Utilisation du noeud GPU

South Green tutorials pages

Description	Know how to use GPU node in I-Trop cluster
Author	Julie ORJUELA (julie.orjuela_at_ird.fr) and Aurore COMTE (aurore.comte_at_ird.fr)
Creation date	27/01/2020
modification date	27/01/2020

Summary

Objective
Launch jobs in GPU node with Slurm
Resources supervision with nvidia
Liens
License

Objectives

Know how to launch a Slurm job in GPU node in I-Trop Cluster and monitoring jobs in GPU

Basecalling with guppy-gpu using the i-Trop GPU node

Node GPU in I-trop cluster has 8 graphic cards RTX2080, each with 124G de RAM. In total this node has 24 threads.

Guppy is a data processing toolkit that contains the Oxford Nanopore Technologies’ basecalling algorithms, and several bioinformatic post-processing features.

Basecalling with guppy can be launch using gyppy-gpu tool. In guppy commande you have to specify data containig fast5 raw read files (-i), the output repertory to write fastq files (-o), How many worker threads you are using cpu_threads_per_caller (-c) and the number of parallel basecallers to create (-num_callers). We recommend to compress the fastq output (-compress_fastq).
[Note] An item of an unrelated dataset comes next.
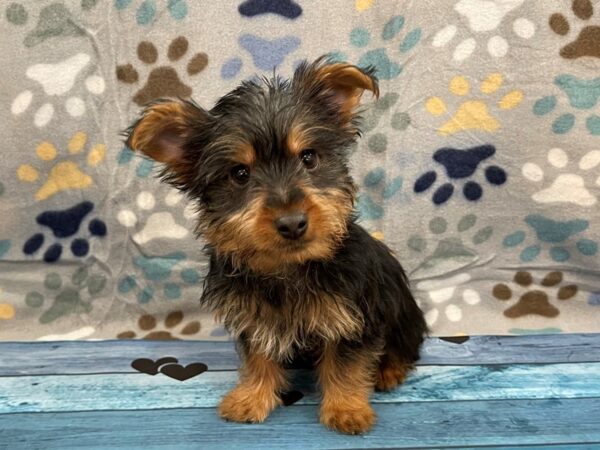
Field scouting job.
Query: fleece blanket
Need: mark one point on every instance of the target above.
(479, 165)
We recommend to basecaller a data set using a graphic card to obtain results in only one folder. If you split data you can enjoy of the whole of graphic cards but your data results will be in several folders. In each results folder, reads can be share names. So, you can lost information if you decide to merge it.

Creating a slurm scritp to basecalling in GPU

Copy data in node26 /scratch before launching basecalling.
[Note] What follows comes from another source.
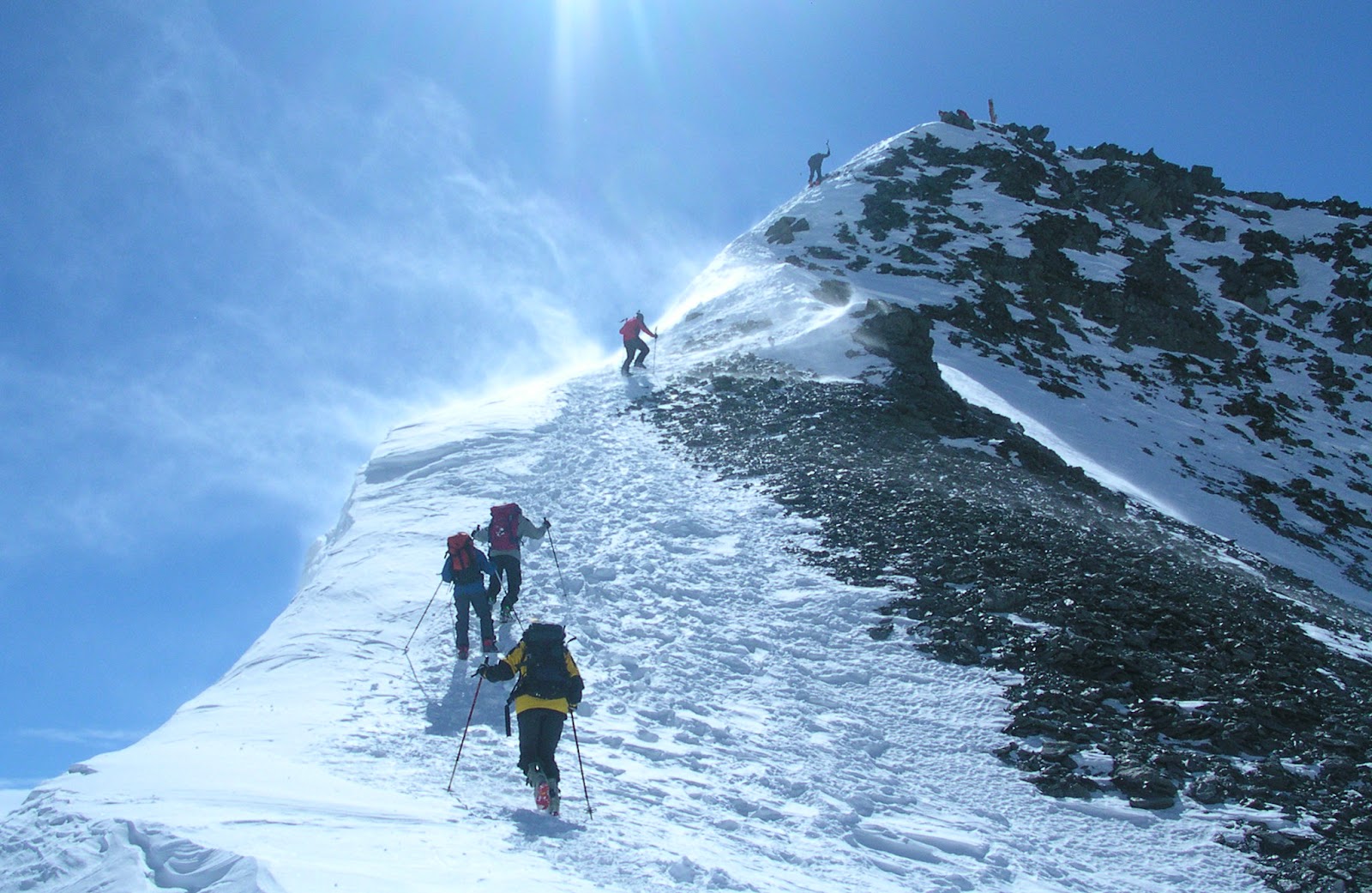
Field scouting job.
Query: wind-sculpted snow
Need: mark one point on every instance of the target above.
(55, 849)
(740, 728)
Create a sbatch script to allocate ressources by using slurm. Here, sbatch script lauchGuppyGPU.sbash takes 4 threads for lauch guppy-gpu, partition -p gpu. If you are using i-Trop GPU you are into gpu_group so, give this parametter to slurm whit -A option.

 
#!/bin/bash
#SBATCH -J Basecalling
#SBATCH -p gpu
#SBATCH -A gpu_group
#SBATCH -c 4
INPUT=$1
OUTPUT=$2
CUDA=$3

#loading modules
module load bioinfo/guppy-gpu/3.2.4

#running basecalling
guppy_basecaller -c dna_r9.4.1_450bps_hac.cfg -i ${INPUT} -r -s ${OUTPUT} --num_callers 4 --gpu_runners_per_device 8 --qscore_filtering --min_qscore 7 -x cuda:${CUDA}

Now you can launch lauchGuppyGPU.sbash script giving input, output and cuda graphic card (From 0 to 7):

In this example, basecalling is running only in cuda 0.

$ sbatch lauchGuppyGPU.sbash /path/to/fast5 /path/to/fastq 0

Note: Beside the path of our fast5 files folder (-i), the basecaller requires an output path (-s) and a config file or the flowcell/kit combination. In order to get a list of possible flowcell/kit combinations and config files, we use:

$ guppy_basecaller --print_workflows

Resources supervision with nvidia

$ nvidia-smi

Liens

Cours liés : Slurm Trainings

License

The resource material is licensed under the Creative Commons Attribution 4.0 International License (here).